Die Presse was first printed on 3 July 1848 as a liberal (libertarian)-bourgeois newspaper within the meaning of the revolutions of 1848 by the entrepreneur August Zang. Its staff split in 1864 under the leadership of Max Friedländer, Michael Etienne and Adolf Werthner to form the Neue Freie Presse, which later was aryanized by the Nazis in 1938 and effectively closed in 1939. In 1946, after the Second World War, resistance fighter Ernst Molden, who had been vice-editor-in-chief of the Neue Freie Presse from 1921 until 1939, reestablished the newspaper as Die Presse.
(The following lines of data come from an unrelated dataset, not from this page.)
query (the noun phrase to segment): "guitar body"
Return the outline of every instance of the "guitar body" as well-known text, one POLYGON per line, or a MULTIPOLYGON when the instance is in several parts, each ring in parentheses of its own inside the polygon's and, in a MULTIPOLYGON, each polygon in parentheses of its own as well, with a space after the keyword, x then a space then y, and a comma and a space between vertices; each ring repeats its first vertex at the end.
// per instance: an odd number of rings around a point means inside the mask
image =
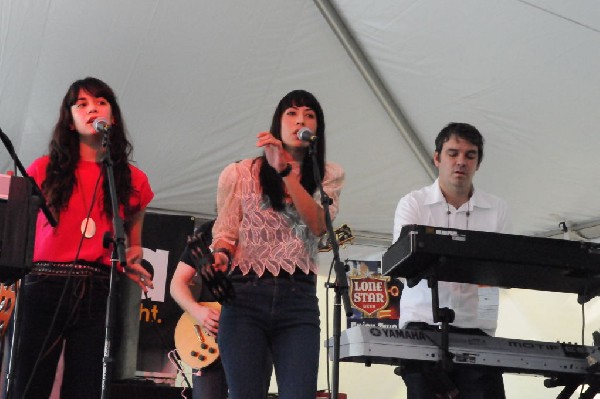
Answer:
POLYGON ((15 309, 16 284, 0 284, 0 340, 4 337, 15 309))
MULTIPOLYGON (((211 309, 221 309, 218 302, 200 302, 211 309)), ((192 316, 184 312, 175 327, 175 348, 188 366, 202 369, 219 358, 219 347, 214 334, 199 325, 192 316)))

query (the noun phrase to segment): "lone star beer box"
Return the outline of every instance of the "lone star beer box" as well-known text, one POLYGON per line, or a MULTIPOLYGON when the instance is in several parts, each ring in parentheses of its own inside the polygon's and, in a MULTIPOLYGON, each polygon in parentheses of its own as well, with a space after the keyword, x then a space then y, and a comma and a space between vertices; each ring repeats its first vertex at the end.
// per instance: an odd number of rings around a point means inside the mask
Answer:
POLYGON ((381 262, 349 260, 348 287, 352 316, 348 328, 356 325, 398 327, 402 282, 381 274, 381 262))

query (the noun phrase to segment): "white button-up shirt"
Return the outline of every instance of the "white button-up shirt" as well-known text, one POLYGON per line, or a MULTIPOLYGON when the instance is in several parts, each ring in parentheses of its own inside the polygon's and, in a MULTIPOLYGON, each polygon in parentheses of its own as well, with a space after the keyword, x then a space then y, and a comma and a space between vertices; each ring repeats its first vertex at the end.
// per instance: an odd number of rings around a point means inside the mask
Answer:
MULTIPOLYGON (((398 240, 402 226, 407 224, 496 233, 512 231, 508 207, 504 200, 481 190, 474 190, 470 200, 456 209, 446 202, 438 180, 430 186, 407 194, 398 202, 394 217, 394 242, 398 240)), ((479 328, 489 335, 494 335, 497 309, 483 309, 479 303, 480 290, 477 285, 440 281, 438 286, 440 307, 448 307, 455 312, 453 326, 479 328)), ((497 298, 498 288, 486 290, 488 296, 497 298)), ((417 321, 434 324, 431 289, 426 280, 421 280, 412 288, 406 286, 400 299, 400 327, 417 321)))

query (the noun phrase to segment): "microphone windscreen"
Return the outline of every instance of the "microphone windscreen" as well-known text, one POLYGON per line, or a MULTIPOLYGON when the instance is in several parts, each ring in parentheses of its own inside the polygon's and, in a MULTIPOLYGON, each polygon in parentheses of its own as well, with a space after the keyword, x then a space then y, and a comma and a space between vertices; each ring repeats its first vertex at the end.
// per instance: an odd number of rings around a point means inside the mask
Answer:
POLYGON ((93 123, 94 130, 97 132, 104 132, 110 128, 108 121, 104 118, 97 118, 93 123))
POLYGON ((310 130, 307 127, 303 127, 300 130, 298 130, 298 140, 301 141, 313 141, 315 139, 315 134, 313 133, 312 130, 310 130))
POLYGON ((152 263, 148 262, 146 259, 142 259, 140 264, 142 265, 144 270, 150 273, 150 277, 154 278, 154 266, 152 266, 152 263))

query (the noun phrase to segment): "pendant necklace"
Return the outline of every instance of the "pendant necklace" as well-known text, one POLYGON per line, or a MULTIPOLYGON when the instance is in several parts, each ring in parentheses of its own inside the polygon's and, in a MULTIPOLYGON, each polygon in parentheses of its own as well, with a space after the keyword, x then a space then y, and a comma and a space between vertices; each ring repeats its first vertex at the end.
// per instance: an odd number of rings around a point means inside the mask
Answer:
MULTIPOLYGON (((83 181, 81 180, 79 171, 77 171, 77 178, 79 179, 78 184, 80 187, 81 200, 83 201, 83 208, 86 209, 83 181)), ((90 208, 88 210, 87 216, 85 218, 83 218, 83 220, 81 221, 81 234, 83 234, 83 236, 85 238, 92 238, 94 235, 96 235, 96 222, 94 221, 94 219, 92 219, 90 217, 90 214, 92 213, 92 207, 94 206, 94 200, 96 198, 95 194, 96 194, 96 189, 98 188, 99 181, 100 181, 99 179, 96 181, 96 186, 94 187, 94 195, 92 195, 92 203, 90 204, 90 208)))
MULTIPOLYGON (((448 216, 448 228, 450 228, 450 214, 452 212, 450 211, 450 204, 448 203, 448 201, 446 201, 446 215, 448 216)), ((469 230, 469 216, 471 216, 471 198, 469 197, 469 201, 467 202, 467 212, 465 213, 466 216, 466 226, 465 226, 465 230, 469 230)), ((455 227, 458 228, 458 227, 455 227)))
POLYGON ((90 217, 86 217, 81 221, 81 234, 85 238, 92 238, 96 234, 96 222, 90 217))

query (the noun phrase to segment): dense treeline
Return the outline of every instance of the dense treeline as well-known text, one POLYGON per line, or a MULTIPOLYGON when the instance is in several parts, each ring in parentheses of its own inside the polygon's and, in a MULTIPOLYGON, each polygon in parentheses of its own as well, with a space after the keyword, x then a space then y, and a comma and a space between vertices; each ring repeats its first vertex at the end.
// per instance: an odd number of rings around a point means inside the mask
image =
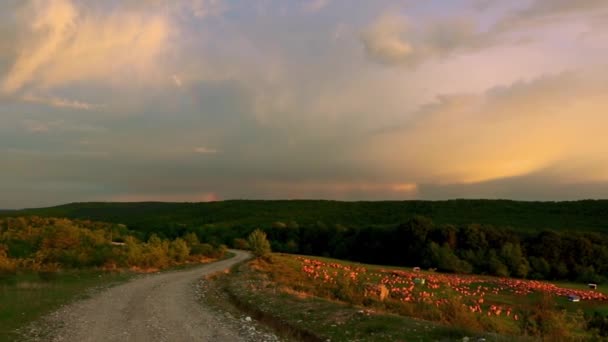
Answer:
POLYGON ((262 228, 275 251, 533 279, 608 276, 608 201, 80 203, 5 215, 35 213, 124 223, 141 241, 190 234, 242 247, 235 239, 262 228))
POLYGON ((69 219, 0 219, 0 275, 60 268, 164 268, 202 257, 220 257, 225 247, 200 243, 195 234, 172 240, 137 238, 124 225, 69 219))
MULTIPOLYGON (((608 276, 608 235, 597 232, 522 233, 490 225, 435 224, 424 217, 385 228, 275 222, 263 230, 274 251, 288 253, 530 279, 601 283, 608 276)), ((249 232, 207 228, 200 233, 238 247, 249 232)))
POLYGON ((478 223, 519 231, 602 231, 608 225, 608 201, 521 202, 449 201, 223 201, 211 203, 73 203, 0 215, 38 215, 124 223, 147 234, 176 238, 193 227, 268 226, 295 221, 347 227, 390 227, 420 215, 438 224, 478 223))

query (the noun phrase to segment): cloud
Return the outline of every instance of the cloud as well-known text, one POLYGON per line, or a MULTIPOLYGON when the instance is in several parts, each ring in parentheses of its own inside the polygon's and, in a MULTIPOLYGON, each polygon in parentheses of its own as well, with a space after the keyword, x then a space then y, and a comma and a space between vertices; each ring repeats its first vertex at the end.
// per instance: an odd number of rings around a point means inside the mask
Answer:
POLYGON ((216 153, 219 153, 218 150, 216 150, 214 148, 205 147, 205 146, 201 146, 201 147, 195 148, 194 152, 200 153, 200 154, 216 154, 216 153))
POLYGON ((100 108, 100 105, 95 105, 92 103, 87 103, 87 102, 83 102, 83 101, 78 101, 78 100, 69 100, 69 99, 64 99, 61 97, 55 97, 55 96, 36 96, 33 94, 25 94, 22 98, 23 101, 25 102, 30 102, 30 103, 38 103, 38 104, 44 104, 44 105, 48 105, 51 107, 57 107, 57 108, 72 108, 72 109, 79 109, 79 110, 93 110, 96 108, 100 108))
POLYGON ((367 56, 385 65, 416 66, 432 58, 486 46, 488 36, 468 18, 429 21, 418 26, 403 16, 384 14, 360 36, 367 56))
POLYGON ((304 2, 304 10, 306 12, 318 12, 329 5, 331 0, 306 0, 304 2))
POLYGON ((229 7, 224 0, 191 0, 194 16, 198 18, 216 17, 226 12, 229 7))
POLYGON ((142 194, 122 194, 104 198, 111 202, 216 202, 220 197, 214 192, 205 193, 142 193, 142 194))
POLYGON ((442 96, 401 128, 378 133, 364 159, 417 184, 474 184, 549 167, 560 170, 553 179, 606 181, 606 80, 593 68, 442 96))
POLYGON ((402 64, 413 59, 414 48, 405 40, 405 20, 394 15, 379 18, 361 40, 372 59, 385 64, 402 64))
POLYGON ((30 133, 48 133, 48 132, 101 132, 105 131, 103 127, 94 126, 83 123, 70 123, 64 120, 55 121, 40 121, 40 120, 23 120, 23 128, 30 133))
POLYGON ((70 0, 31 1, 23 10, 18 58, 0 90, 77 81, 127 83, 158 69, 170 31, 163 15, 97 12, 70 0))
POLYGON ((173 80, 173 83, 175 83, 176 87, 181 87, 183 85, 182 79, 179 76, 173 75, 171 76, 171 79, 173 80))
MULTIPOLYGON (((478 10, 497 1, 477 1, 478 10)), ((523 8, 509 7, 498 19, 487 23, 456 13, 443 18, 408 20, 391 12, 377 17, 360 36, 367 56, 388 66, 417 66, 429 60, 491 47, 522 44, 545 37, 537 29, 580 22, 593 25, 608 15, 603 0, 534 0, 523 8), (486 26, 485 29, 480 29, 486 26), (590 24, 591 23, 591 24, 590 24)))
MULTIPOLYGON (((507 16, 507 22, 517 23, 528 20, 539 21, 546 18, 558 19, 563 15, 581 14, 608 10, 608 3, 603 0, 534 0, 529 6, 514 11, 507 16)), ((506 23, 505 23, 506 24, 506 23)))
POLYGON ((366 181, 258 181, 252 189, 256 198, 413 199, 418 186, 412 183, 366 181))
POLYGON ((30 133, 45 133, 50 130, 48 124, 36 120, 23 120, 23 127, 30 133))

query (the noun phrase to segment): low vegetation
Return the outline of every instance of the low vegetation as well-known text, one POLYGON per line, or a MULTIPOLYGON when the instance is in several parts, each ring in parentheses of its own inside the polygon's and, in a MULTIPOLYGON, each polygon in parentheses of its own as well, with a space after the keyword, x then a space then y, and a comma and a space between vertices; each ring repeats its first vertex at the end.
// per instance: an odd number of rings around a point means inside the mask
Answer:
POLYGON ((270 254, 270 242, 266 237, 266 233, 256 229, 247 238, 247 246, 251 250, 251 253, 257 258, 262 258, 270 254))
POLYGON ((147 241, 123 225, 18 217, 0 219, 0 342, 15 330, 87 289, 126 280, 136 272, 206 262, 225 246, 195 234, 147 241))
POLYGON ((256 259, 227 277, 226 291, 246 309, 332 341, 597 340, 605 336, 608 321, 601 314, 608 309, 606 292, 570 283, 285 254, 256 259), (569 302, 574 295, 581 302, 569 302))
POLYGON ((200 243, 192 233, 141 241, 122 225, 39 217, 0 220, 0 277, 82 268, 158 270, 221 257, 225 249, 200 243))
POLYGON ((20 272, 0 279, 0 342, 22 341, 17 330, 29 322, 67 302, 85 298, 95 289, 118 284, 133 275, 132 272, 63 270, 53 273, 52 277, 20 272))

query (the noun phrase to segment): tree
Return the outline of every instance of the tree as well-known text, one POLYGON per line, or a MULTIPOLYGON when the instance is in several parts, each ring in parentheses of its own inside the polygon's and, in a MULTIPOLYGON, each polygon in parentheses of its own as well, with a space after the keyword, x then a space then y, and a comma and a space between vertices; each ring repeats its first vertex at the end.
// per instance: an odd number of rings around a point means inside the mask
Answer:
POLYGON ((264 257, 271 252, 270 242, 268 242, 268 239, 266 238, 266 233, 259 229, 256 229, 249 234, 247 242, 249 242, 249 248, 251 248, 253 255, 258 258, 264 257))

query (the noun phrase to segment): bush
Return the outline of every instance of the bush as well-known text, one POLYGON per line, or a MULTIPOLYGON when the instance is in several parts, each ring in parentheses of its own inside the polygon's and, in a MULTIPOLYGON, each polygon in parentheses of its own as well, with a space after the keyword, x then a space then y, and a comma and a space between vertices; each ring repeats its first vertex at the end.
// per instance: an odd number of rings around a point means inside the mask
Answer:
POLYGON ((201 243, 199 245, 192 246, 192 249, 190 250, 190 253, 193 255, 202 255, 208 258, 213 256, 213 252, 213 246, 208 243, 201 243))
POLYGON ((232 246, 236 249, 249 249, 249 243, 247 243, 247 240, 241 238, 234 239, 232 246))
POLYGON ((257 258, 261 258, 270 254, 270 243, 266 238, 266 233, 263 231, 256 229, 251 234, 249 234, 249 238, 247 239, 249 243, 249 248, 253 255, 257 258))
POLYGON ((6 250, 0 245, 0 278, 14 274, 17 269, 17 265, 8 257, 6 250))
POLYGON ((177 238, 169 244, 169 257, 175 262, 184 262, 190 256, 190 247, 186 241, 177 238))
POLYGON ((608 337, 608 317, 596 311, 587 321, 587 330, 593 331, 598 340, 608 337))

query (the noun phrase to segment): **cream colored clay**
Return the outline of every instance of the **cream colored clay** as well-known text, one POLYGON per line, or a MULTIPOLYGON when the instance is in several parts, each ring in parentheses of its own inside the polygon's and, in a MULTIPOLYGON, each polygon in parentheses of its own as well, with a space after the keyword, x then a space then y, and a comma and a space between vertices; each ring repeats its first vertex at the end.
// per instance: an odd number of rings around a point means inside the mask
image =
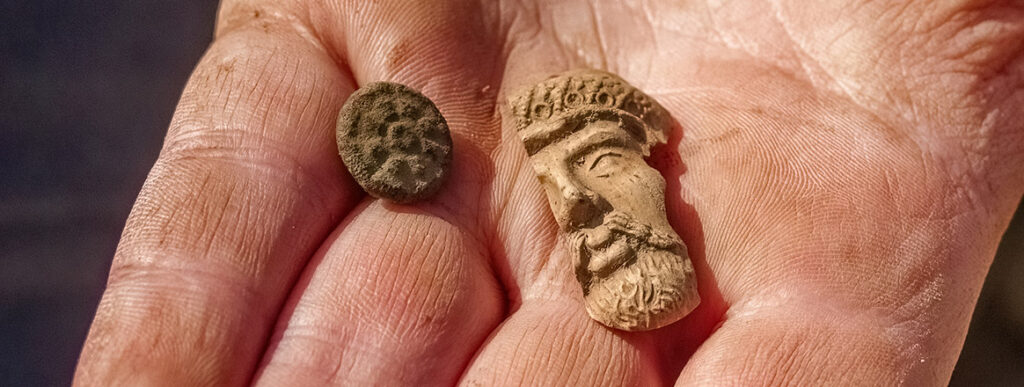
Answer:
POLYGON ((627 331, 671 324, 700 303, 665 180, 644 160, 668 112, 621 78, 575 70, 513 95, 517 130, 573 256, 587 312, 627 331))

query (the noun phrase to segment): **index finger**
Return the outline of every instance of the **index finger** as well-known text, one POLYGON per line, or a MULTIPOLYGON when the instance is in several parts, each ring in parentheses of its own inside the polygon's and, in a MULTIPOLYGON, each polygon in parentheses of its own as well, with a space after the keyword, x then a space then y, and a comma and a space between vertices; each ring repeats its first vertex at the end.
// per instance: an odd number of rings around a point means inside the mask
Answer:
POLYGON ((299 271, 362 196, 333 123, 353 81, 287 13, 225 8, 128 219, 83 385, 245 383, 299 271))

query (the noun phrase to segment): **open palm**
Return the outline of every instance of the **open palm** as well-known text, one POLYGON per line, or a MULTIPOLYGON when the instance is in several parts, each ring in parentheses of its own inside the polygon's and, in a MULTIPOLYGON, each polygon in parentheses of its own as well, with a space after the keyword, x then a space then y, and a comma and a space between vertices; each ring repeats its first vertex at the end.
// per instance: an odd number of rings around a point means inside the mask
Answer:
POLYGON ((284 4, 221 5, 77 383, 942 383, 1024 192, 1020 2, 284 4), (679 124, 650 162, 703 302, 669 327, 587 317, 509 124, 579 67, 679 124), (378 80, 451 127, 429 202, 337 156, 378 80))

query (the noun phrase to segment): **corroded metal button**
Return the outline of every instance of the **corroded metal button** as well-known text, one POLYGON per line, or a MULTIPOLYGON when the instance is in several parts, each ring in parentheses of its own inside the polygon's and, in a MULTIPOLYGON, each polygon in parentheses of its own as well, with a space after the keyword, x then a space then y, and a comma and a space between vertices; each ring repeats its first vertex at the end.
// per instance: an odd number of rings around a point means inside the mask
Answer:
POLYGON ((398 203, 441 188, 452 160, 448 123, 416 90, 375 82, 356 90, 338 113, 338 153, 371 195, 398 203))

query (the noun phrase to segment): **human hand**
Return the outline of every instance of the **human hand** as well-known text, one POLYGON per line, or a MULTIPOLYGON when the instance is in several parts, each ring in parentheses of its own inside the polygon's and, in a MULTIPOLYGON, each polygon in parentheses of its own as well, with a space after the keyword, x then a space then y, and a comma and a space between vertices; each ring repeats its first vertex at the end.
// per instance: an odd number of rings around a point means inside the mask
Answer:
POLYGON ((225 1, 76 383, 941 384, 1024 192, 1019 3, 225 1), (679 122, 652 157, 702 304, 587 317, 504 97, 576 67, 679 122), (421 90, 454 170, 365 197, 334 121, 421 90))

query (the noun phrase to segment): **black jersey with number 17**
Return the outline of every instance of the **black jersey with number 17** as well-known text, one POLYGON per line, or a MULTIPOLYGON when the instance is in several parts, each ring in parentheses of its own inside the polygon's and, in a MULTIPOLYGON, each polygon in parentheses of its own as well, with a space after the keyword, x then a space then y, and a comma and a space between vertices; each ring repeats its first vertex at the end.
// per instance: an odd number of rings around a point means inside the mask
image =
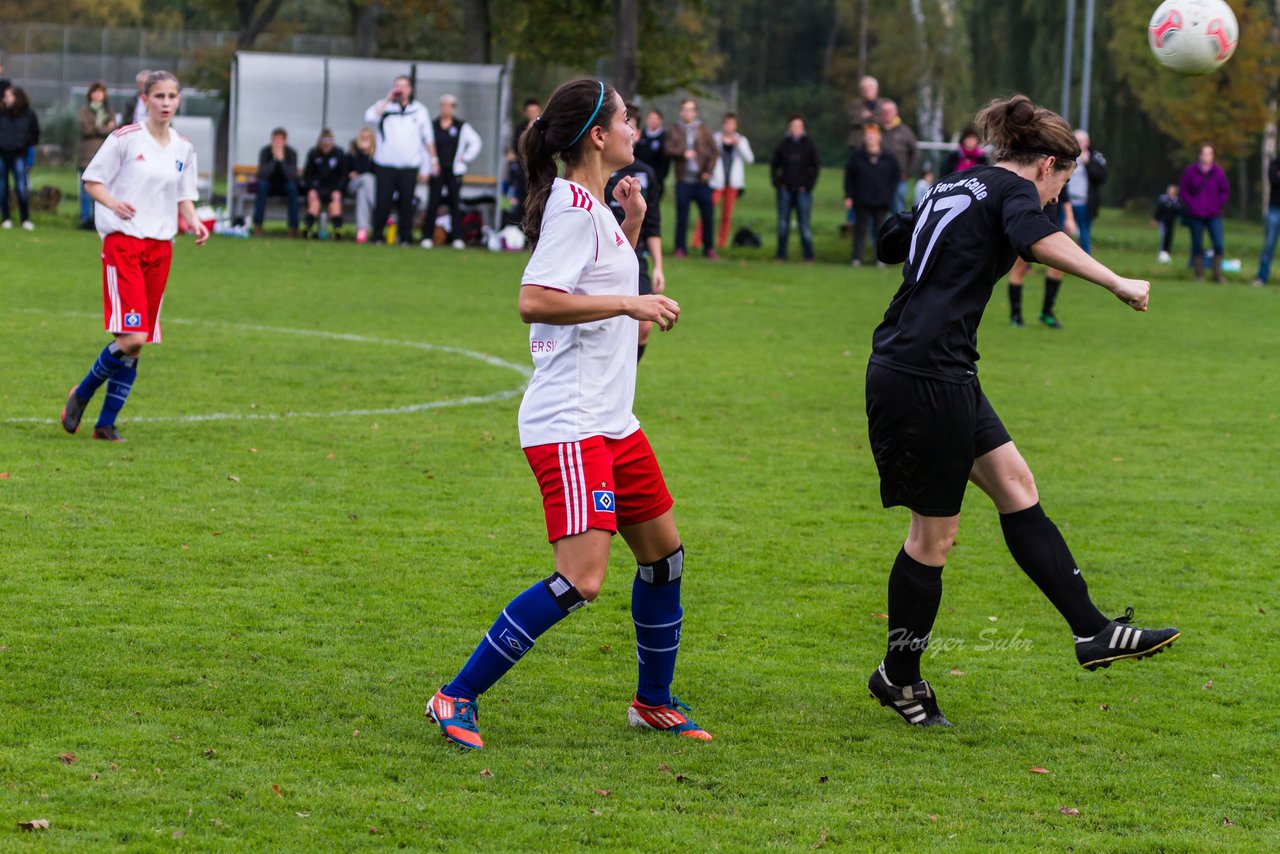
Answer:
POLYGON ((953 382, 978 372, 978 323, 1015 256, 1058 226, 1035 184, 978 166, 933 185, 915 210, 902 287, 872 336, 871 361, 953 382))

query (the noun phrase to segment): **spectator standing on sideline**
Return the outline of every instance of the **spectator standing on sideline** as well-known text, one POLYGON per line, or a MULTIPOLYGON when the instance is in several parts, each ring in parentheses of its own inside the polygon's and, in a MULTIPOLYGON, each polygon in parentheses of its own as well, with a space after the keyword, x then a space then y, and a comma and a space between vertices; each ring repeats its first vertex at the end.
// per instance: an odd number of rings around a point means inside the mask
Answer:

The "Presse" had been struggling for financial survival for a long time, until during the 1960s, the Austrian Chamber of Commerce became the main shareholder. Since 1999 it has been owned by the Styria Medien AG, a conservative-liberal media group founded by the Catholic Church. Its publisher is Die Presse Verlag GmbH.
The paper covers general news topics. It is frequently quoted in international media concerning news from Austria. Since March 2009 it has also been operating a weekly newspaper under the name "Die Presse am Sonntag". The daily covers half-page science news each day.